While senior partner at the Donaldson, Lufkin & Jenrette investment bank, Klein originated the idea of creating capital pools for principal investing, and he was the first to propose the structure that was to become one of the earliest direct equity investment funds to precede leveraged buyout funds. His vision transformed a key element of the U.S. free-enterprise system.
In 1988, Klein organized GKH Partners LP, an equity investment partnership with Dan W. Lufkin as well as Tom and Jay Pritzker—owner of the Hyatt hotel chain. GKH, with Klein as managing general partner, successfully closed the last, large-leveraged buyout of that era, a $3.3 billion takeover of American Medical International (AMI), in 1989. GKH subsequently merged AMI to create Tenet Healthcare. Klein co-founded two independent feature film production companies that went on to make a number of movies including A Bronx Tale, Shadowlands, and Sophie’s Choice.

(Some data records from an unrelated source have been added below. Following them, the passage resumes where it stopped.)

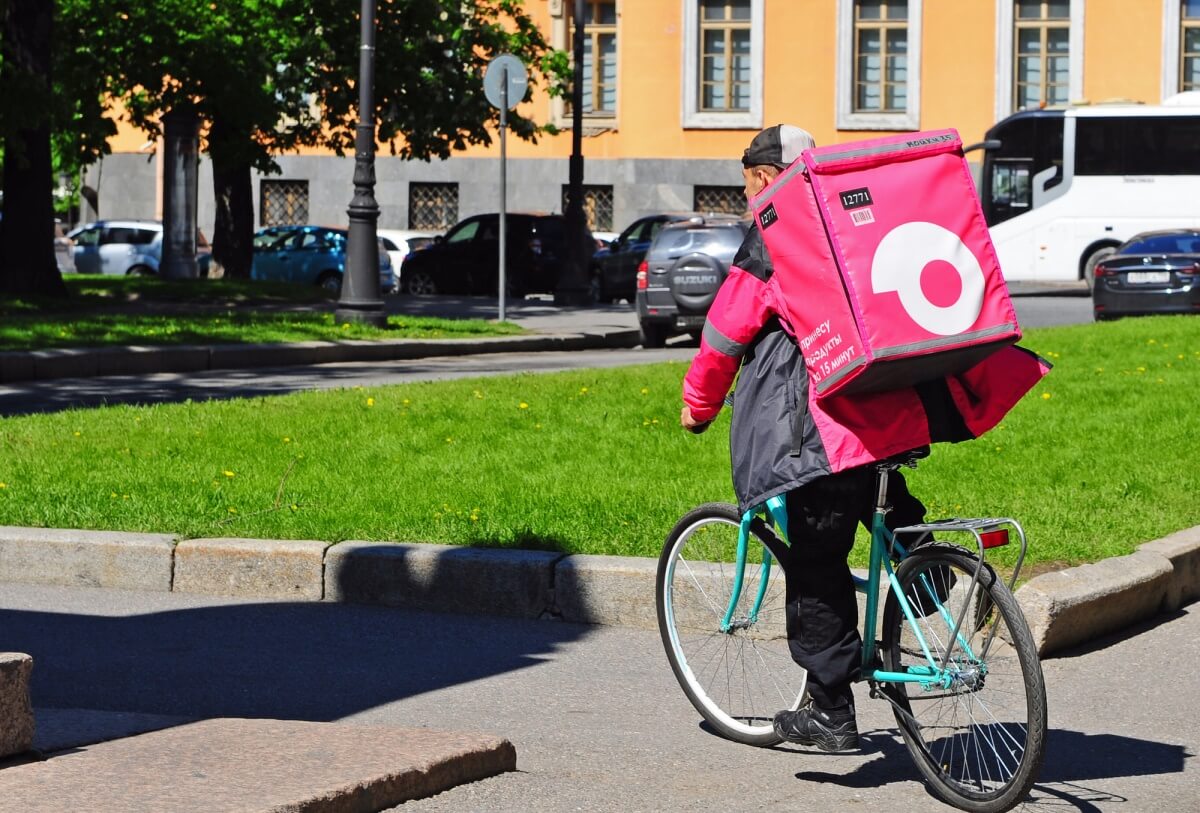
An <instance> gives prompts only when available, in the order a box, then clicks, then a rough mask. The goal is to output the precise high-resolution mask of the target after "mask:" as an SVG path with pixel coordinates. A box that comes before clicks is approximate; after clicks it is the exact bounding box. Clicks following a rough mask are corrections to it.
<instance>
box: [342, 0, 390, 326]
mask: <svg viewBox="0 0 1200 813" xmlns="http://www.w3.org/2000/svg"><path fill="white" fill-rule="evenodd" d="M361 17H362V19H361V25H362V46H361V48H360V50H359V125H358V128H356V130H355V133H354V198H352V199H350V206H349V209H348V210H347V211H348V213H349V216H350V230H349V237H348V241H349V245H348V246H347V249H346V273H344V275H343V279H342V293H341V296H338V300H337V309H336V311H334V319H335V320H336V321H337V323H338V324H341V323H347V321H359V323H366V324H370V325H374V326H377V327H382V326H384V325H385V324H386V323H388V314H386V313H384V309H383V300H382V299H379V243H378V237H377V233H376V222H377V221H378V219H379V204H377V203H376V199H374V30H376V0H362V11H361Z"/></svg>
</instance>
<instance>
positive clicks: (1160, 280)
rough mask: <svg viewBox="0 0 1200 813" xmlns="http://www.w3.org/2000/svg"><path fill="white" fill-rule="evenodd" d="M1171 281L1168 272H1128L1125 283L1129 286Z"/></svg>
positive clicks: (1163, 282) (1157, 271)
mask: <svg viewBox="0 0 1200 813" xmlns="http://www.w3.org/2000/svg"><path fill="white" fill-rule="evenodd" d="M1170 281H1171V272H1170V271H1129V272H1128V273H1127V275H1126V282H1127V283H1129V284H1130V285H1146V284H1154V283H1159V284H1160V283H1164V282H1170Z"/></svg>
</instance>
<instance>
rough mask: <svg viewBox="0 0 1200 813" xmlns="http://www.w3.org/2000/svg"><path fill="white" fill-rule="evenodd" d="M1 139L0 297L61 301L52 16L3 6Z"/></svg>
mask: <svg viewBox="0 0 1200 813" xmlns="http://www.w3.org/2000/svg"><path fill="white" fill-rule="evenodd" d="M0 19H2V20H4V41H2V50H0V53H2V62H0V100H2V102H0V133H2V135H4V156H5V164H4V193H5V194H4V198H5V201H6V203H5V215H4V219H2V221H0V293H4V294H14V295H29V294H40V295H44V296H66V287H65V285H64V284H62V276H61V275H60V273H59V269H58V263H56V261H55V259H54V207H53V203H52V199H50V167H52V162H50V119H52V116H50V110H49V109H48V107H47V104H46V100H48V98H49V97H50V37H52V30H53V8H52V6H49V5H48V4H46V2H43V1H41V0H2V2H0Z"/></svg>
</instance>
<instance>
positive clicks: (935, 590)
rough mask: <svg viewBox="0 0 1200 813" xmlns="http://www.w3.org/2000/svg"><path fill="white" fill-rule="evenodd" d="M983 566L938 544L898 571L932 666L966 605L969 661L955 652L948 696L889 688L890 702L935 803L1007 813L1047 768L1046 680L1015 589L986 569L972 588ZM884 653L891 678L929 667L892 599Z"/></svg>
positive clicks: (916, 638)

Klein belonged to the Grace Commission after being appointed by President Ronald Reagan. Under President Bill Clinton, he advised the secretary of state about international economic policy. Since 1990, Klein has been a member of the MD Anderson Cancer Center Board of Visitors; he currently chairs that board. Klein is also a former adjunct professor at Texas A&M University in Corpus Christi, and he belongs to the Philosophical Society of Texas.